Three of Doris Day’s most lovable, romantic comedies. In “Pillow Talk” Jan Morrows (Doris Day) share a two-party phone line with handsome Brad Allen (Rock Hudson), a song writer, who is being financed by Jonathan Forbes (Tony Randall). Brad is quite the ladies’ man, and spends hours on the two-party line wooing and crooning his female sweethearts. Jan tries everything to get Mr. Allen off her party-line, including reporting him to the telephone company. While out on a date, Brad sees Jan for the first time and is immediately smitten. In a desperate attempt to meet her, he changes his name and accent, and becomes Texan, (Rex Stetson). Jan finds herself equally drawn to the handsome Texan, and the two soon begin dating. Meanwhile, Jonathan, eager to find out who has stolen the heart of the woman he wants to marry, hires a detective to follow Brad. By the time his identity is revealed, Brad a.k.a. (Rex) and Jan are going away for a romantic weekend together. When Jan stumbles upon sheet music with the same tune she has heard Brad sing over the phone to other women, Jonathan bursts into the room and reveal Rex’s true identity.

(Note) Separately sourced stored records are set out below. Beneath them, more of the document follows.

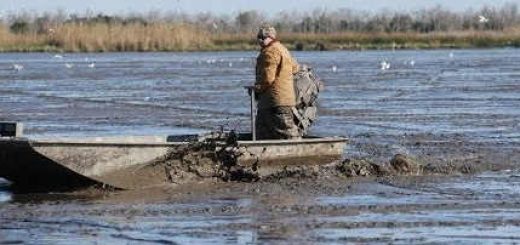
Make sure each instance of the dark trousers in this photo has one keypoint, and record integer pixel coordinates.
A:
(276, 123)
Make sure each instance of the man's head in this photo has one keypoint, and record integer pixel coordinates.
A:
(266, 34)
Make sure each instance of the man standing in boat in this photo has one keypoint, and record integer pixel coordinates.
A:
(274, 88)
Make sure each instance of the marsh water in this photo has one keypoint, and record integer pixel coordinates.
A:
(443, 106)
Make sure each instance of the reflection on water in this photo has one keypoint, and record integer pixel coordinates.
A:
(470, 97)
(5, 196)
(440, 210)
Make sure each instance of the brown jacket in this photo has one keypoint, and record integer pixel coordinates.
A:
(274, 76)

Send Me No Flowers is as equally funny, and also stars Doris Day, Rock Hudson, and Tony Randall. George Kimball (Rock Hudson) is a hypochondriac, and during one of his visits to the doctor, he overhears him diagnosing a dying man with only two weeks to live, and believes that he is the dying man. George tells his best friend Arnold Nash (Tony Randall) about his fate. Wanting to make sure his wife Judy (Doris Day) will be taken care of when he dies, George tries to find her a new husband. During a day out golfing, Judy is rescued by an old boyfriend, Bert Power (played by Clint Walker), and is invited to dinner. Judy stumbles upon George in a coat-check room with a beautiful woman and assumes he is having an affair. In order to save his marriage, George confesses to Judy that he only has two weeks to live. Now she feels sorry for him and caters to his every whim. When Dr. Ralph Morrissey (Edward Andrews) returns from a fishing trip, Judy learns that George is not dying after all, and thus begins non-stop comedy, which is actually from the beginning to the end.


The Glass Bottom Boat stars Doris Day as Jennifer Nelson and Rod Taylor as Bruce Templeton. The two meet when Mr. Templeton is out boating, and reels in Jennifer’s mermaid suit leaving her bottomless. After being hired at a research lab, she discovers that Mr. Templeton is her boss. Templeton’s friend General Bleecker thinks that Jennifer is a Russian Spy, and it isn’t long before she is put under comical surveillance, and followed.




  1. Some Like It Hot




One of Hollywood’s most loved comedies, starring Marilyn Monroe as Sugar Kane, Tony Curtis as Joe/Josephine, and Jack Lemmon as Jerry/Daphne. It is February 1929. Joe and Jerry, two unemployed musicians, witness the St. Valentine’s Day Massacre. Forced to leave town, the two take the first job available, playing in Sweet Sue’s all-girl band. In order to pull it off, Joe and Jerry become Josephine and Daphne (in dresses), and join the trip with the rest of the band to Florida. Soon they meet voluptuous “Sugar Kane”, described by Jerry as “jello on springs.” The movie is hysterically funny, with clever twists and surprising turns.